This time all it took was one conversation to bring on the feeling. I went back to my hotel room and sat in front of my TV set until it was time to go to the meeting.
At St. Paul 's that night the speaker was a housewife from Ozone Park. She told us how she used to take the first drink of the day as her husband's Pontiac was pulling out of the driveway. She kept her vodka under the sink, in a container that had previously held oven cleaner. "The first time I told this story," she said, "a woman said, 'Oh, dear Jesus, suppose you grabbed the wrong jar and drank the real oven cleaner.' 'Honey,' I told her, 'get real, will you? There was no wrong jar. There was no real oven cleaner. I lived in that house for thirteen years and I never cleaned the oven.' Anyway," she said, "that was my social drinking."
Different meetings have different formats.
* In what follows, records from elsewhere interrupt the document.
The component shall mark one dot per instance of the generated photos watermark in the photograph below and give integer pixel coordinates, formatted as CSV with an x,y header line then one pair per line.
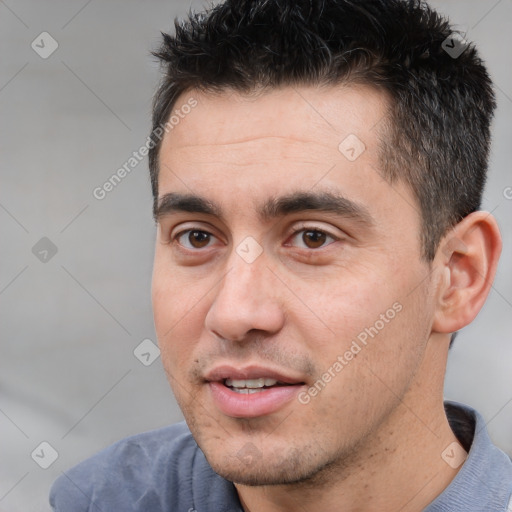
x,y
358,344
152,140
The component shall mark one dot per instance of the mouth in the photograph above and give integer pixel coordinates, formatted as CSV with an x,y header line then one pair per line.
x,y
250,386
251,392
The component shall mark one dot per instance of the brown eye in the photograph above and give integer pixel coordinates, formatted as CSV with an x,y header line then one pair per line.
x,y
314,239
194,238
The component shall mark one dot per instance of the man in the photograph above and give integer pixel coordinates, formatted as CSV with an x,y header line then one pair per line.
x,y
317,169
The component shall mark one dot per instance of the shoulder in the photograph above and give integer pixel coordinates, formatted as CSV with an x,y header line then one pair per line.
x,y
136,473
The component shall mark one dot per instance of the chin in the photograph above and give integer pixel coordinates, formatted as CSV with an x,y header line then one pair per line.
x,y
248,466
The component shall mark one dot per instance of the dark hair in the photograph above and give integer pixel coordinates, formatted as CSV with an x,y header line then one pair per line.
x,y
436,137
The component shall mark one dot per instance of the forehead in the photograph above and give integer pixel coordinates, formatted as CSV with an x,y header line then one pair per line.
x,y
231,146
325,115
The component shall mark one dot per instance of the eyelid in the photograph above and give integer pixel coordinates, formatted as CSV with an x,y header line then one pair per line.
x,y
314,226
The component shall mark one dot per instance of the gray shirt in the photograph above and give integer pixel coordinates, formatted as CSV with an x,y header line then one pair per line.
x,y
164,470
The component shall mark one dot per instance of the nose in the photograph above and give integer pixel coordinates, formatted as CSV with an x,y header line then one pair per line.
x,y
246,300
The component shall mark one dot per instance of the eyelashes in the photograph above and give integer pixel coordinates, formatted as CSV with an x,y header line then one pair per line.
x,y
307,237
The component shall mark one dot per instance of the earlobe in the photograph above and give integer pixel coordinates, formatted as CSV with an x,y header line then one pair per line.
x,y
468,256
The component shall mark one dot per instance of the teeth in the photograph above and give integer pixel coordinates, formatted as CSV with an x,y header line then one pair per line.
x,y
247,391
250,383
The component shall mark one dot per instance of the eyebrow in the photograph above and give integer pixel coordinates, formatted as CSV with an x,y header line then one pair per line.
x,y
273,208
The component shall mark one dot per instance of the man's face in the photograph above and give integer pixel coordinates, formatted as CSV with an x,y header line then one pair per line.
x,y
322,298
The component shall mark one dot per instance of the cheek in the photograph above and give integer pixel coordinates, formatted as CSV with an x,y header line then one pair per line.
x,y
178,312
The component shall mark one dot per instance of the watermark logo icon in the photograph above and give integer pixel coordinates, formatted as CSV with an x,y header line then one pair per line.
x,y
249,249
351,147
454,455
454,45
44,455
146,352
44,250
44,45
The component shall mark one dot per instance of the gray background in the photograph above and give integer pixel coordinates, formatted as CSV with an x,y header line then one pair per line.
x,y
68,375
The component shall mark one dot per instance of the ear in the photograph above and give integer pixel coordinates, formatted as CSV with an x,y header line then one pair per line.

At St. Paul 's the meetings run an hour and a half, and the Friday night meetings are step meetings, centering upon one of the twelve steps of AA's program of recovery. This particular meeting was on the fifth step, but I don't remember what the speaker had to say on the subject or what particular words of wisdom I contributed when it was my turn.
At ten o'clock we all stood to say the Lord's Prayer, except for a woman named Carole who makes a point of not taking part in the prayer. Then I folded my chair and stacked it, dropped my coffee cup in the trash, carried ashtrays up to the front of the room, talked with a couple of fellows, and turned when Eddie Dunphy called my name. "Oh, hello," I said. "I didn't see you."
"I was in the back, I got here a few minutes late. I liked what you had to say."
"Thanks," I said, wondering what I'd said. He asked if I wanted to have coffee, and I said a few of us were going over to the Flame, and why didn't he join us?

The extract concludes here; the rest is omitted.